There have been countless blogs written that are tailored to trap specific industries and groups. They attempt to explain why it is important for them to start a blog — otherwise known as a marketing tactic to improve their own readership rather than to give you any more advice than you already have. You’re smart, mostly, so do the right thing and get a blog.

These “Why Your [insert company here] Needs a Blog” deliver different iterations of the same handful of ideas. The takeaways from wading through these pointed blogs?

  • Your blog helps build credibility
  • Blogs build up page rankings on Google
  • Blogs buffer your website’s content and traffic
  • They provide newsfeed material for social media
  • They inform/engage/entertain readers
  • Blogs give your site more “purpose”

“Well, there it is!” as Jeffrey Jones would say in Amadeus. Those six ideas recycled through different lenses that are business/industry specific. Why add to the flood with a thousand blogs when all it takes is one?

Blog Fundamentals

Most of these blogs start off with a thesis on positive online exposure and move into topic-specific strategies on what to write about. Professional grade blogs, however, retain the same basic principles to increase readership. A few blog-a-mentals include…

  • Choosing a trending topic and marrying it to your niche industry.
  • Pushing quality over quantity to save a blog from any negative feedback.
  • Keeping connected with readers by responding to comments, criticism, and turning reader conversations into more topics.
  • Publishing a blog through social media platforms at specific times to maximize exposure (and to avoid newsfeed saturation).
  • Only making a blog as long as it needs to be.
  • Linking in expert sources without overloading your readers.
  • Utilizing images and graphics to keep readers engaged.
  • Writing unique content that isn’t already prevalent on a thousand other blogs (see above paragraphs).
  • Support a narrative-type story with facts and information.
  • Reach out to guest blogging platforms to increase readership.

As you may have noticed, all of these tactics are applicable to every industry and business out there. Do you operate a punk rock beauty salon in New York City? Write a blog. Are you a criminal litigator wanting for publicity? Write a blog. Are you a professional blogger? Write a blog.

Blog Craft

Blogging is a craft that requires practice and patience. Any business or personality is capable of engaging readers and sharing information via blogging, though one hurdle for these niche blogs is crafting a platform and strategy that fits their style.
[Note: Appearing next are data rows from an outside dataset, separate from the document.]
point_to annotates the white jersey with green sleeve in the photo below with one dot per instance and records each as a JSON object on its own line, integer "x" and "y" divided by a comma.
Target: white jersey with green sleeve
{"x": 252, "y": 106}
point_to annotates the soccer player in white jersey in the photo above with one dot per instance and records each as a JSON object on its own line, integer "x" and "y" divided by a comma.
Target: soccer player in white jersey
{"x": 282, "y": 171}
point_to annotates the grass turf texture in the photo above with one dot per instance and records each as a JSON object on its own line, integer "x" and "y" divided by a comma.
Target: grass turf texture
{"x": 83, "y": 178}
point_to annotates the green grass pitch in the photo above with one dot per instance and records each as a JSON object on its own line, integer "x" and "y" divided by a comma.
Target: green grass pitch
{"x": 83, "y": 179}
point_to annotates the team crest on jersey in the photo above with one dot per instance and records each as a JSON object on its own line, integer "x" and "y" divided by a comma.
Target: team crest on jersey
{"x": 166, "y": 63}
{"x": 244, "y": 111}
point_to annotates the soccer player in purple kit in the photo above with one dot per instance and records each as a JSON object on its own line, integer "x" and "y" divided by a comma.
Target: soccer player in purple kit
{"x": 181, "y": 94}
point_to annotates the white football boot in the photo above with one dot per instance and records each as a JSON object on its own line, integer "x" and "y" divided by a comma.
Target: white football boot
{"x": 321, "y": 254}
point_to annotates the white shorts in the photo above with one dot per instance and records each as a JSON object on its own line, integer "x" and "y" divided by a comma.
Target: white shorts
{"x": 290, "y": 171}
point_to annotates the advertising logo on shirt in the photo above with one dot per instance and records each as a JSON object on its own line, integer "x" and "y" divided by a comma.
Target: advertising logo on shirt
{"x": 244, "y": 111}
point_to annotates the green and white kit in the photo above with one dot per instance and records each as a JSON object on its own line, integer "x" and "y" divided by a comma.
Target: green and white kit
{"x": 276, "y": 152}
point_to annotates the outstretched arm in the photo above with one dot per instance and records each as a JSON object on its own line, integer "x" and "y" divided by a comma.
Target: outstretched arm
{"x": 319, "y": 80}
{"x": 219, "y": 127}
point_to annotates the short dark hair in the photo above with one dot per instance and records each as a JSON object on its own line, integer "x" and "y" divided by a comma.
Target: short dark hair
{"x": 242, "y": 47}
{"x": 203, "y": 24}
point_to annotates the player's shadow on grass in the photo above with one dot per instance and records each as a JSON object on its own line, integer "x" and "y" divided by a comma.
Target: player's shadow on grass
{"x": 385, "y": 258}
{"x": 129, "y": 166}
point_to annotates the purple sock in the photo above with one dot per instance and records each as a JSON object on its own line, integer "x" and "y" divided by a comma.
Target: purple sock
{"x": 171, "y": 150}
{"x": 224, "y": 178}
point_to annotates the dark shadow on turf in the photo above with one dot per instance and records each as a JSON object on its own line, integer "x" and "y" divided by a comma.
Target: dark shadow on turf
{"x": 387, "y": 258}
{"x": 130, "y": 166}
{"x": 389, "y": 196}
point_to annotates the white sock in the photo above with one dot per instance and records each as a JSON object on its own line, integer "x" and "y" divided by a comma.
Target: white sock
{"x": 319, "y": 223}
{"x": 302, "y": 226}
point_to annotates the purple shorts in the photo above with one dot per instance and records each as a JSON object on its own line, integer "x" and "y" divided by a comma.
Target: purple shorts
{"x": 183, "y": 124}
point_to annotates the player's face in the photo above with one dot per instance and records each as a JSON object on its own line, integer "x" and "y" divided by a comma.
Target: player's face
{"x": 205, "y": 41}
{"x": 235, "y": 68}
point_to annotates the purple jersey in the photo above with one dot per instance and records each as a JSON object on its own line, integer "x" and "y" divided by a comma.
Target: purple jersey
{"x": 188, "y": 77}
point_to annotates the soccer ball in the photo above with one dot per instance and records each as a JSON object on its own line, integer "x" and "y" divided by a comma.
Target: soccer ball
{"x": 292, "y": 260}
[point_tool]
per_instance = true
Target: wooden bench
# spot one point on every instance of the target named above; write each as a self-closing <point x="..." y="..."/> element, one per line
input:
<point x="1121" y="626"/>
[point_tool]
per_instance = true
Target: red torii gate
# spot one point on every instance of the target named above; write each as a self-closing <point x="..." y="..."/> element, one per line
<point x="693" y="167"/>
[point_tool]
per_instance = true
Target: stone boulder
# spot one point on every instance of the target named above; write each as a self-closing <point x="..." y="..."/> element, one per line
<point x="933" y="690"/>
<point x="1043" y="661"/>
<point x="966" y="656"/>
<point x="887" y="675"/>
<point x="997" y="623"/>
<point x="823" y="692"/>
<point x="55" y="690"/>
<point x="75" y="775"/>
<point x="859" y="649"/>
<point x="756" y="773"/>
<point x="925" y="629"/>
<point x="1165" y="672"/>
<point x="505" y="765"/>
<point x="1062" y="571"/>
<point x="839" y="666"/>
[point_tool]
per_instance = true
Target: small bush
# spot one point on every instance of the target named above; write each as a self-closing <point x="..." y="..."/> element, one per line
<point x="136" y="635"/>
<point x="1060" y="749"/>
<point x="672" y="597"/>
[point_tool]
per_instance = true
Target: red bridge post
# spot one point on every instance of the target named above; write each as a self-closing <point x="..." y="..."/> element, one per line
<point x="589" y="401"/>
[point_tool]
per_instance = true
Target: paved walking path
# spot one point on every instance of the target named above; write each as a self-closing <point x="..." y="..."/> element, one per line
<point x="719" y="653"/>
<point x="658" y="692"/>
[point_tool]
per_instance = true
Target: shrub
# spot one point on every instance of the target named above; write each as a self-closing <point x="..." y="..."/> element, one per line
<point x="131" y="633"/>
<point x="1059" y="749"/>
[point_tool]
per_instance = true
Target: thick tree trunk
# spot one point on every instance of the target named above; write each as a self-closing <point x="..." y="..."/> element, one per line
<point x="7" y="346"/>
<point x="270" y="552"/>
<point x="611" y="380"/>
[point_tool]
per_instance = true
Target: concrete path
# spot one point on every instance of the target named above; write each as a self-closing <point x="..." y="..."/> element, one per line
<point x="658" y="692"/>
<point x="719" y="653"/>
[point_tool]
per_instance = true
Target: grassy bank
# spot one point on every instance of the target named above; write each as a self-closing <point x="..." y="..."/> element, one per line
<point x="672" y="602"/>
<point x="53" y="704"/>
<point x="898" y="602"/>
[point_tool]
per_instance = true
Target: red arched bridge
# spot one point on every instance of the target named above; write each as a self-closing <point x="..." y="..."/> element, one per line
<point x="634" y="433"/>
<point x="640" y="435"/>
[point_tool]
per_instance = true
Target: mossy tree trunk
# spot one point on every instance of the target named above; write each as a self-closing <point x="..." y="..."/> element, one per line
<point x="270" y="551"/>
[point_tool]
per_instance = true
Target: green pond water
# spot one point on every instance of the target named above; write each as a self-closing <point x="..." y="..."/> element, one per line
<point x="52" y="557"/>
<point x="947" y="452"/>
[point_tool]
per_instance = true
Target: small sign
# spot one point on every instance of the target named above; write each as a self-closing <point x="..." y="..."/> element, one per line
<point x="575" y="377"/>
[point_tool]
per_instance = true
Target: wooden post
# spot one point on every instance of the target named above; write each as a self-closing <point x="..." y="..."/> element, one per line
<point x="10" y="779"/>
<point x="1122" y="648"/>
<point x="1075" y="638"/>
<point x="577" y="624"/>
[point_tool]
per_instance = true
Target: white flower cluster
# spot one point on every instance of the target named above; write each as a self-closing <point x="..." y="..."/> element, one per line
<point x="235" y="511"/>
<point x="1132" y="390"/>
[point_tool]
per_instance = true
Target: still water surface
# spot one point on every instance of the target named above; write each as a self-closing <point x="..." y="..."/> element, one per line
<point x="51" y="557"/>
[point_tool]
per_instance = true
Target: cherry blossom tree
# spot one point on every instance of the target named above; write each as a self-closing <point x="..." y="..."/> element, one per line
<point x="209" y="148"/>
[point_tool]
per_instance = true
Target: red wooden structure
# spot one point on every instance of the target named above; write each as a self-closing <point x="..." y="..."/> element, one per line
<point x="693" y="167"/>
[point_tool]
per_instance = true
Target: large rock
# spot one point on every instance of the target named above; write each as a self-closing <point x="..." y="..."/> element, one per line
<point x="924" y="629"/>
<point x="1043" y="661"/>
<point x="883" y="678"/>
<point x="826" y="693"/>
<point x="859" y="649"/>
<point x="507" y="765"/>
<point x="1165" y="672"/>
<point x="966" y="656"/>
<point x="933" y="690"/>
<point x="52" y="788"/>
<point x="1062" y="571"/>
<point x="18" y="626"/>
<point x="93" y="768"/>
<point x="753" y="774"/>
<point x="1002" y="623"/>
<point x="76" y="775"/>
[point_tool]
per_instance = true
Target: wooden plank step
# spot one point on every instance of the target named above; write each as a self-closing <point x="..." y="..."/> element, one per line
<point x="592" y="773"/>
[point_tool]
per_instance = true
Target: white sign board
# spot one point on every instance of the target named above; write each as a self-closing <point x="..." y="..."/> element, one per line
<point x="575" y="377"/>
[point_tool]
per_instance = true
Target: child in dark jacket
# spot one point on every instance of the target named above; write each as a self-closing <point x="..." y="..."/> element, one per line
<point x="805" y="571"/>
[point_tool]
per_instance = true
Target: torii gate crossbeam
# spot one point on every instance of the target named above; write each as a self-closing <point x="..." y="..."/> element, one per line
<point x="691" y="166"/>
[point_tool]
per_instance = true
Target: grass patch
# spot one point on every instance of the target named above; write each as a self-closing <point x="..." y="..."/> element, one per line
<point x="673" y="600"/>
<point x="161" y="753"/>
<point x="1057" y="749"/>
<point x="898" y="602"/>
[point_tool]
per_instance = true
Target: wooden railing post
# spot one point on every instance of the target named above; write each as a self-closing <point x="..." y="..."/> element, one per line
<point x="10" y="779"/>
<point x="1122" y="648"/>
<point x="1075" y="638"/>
To clarify this point, let’s take a look at a building contractor. Would Big Bob’s Buildings find success on Pinterest? Could Bob record videos and throw them up on YouTube? Should Bob Instagram? The obvious answer is no — it seems more of a pain in the ass than anything for Bob, so he should just stick to what he’s doing.

But Bob should build a blog and here’s why: People are interested in the construction business. They may not care to follow a contractor on Twitter or see what’s for lunch on Instagram; however, with a blog Big Bob can publish content that builds up his credibility and showcases his projects.

The biggest obstacle for these niche bloggers is when they fall short on content. Other than blogging about a new construction practice, for example, what could Big Bob blog about? Well, that’s the challenge. Luckily, Bob has the Internet and can investigate what others are writing about and pull ideas from his own experiences in the construction industry.

What should Bob not blog about? Why other contractors need blogs. Everyone knows what blogging can do; to once again pull from Jeffrey Jones, there are simply “too many notes,” i.e. blogs, out there about why your business needs a blog.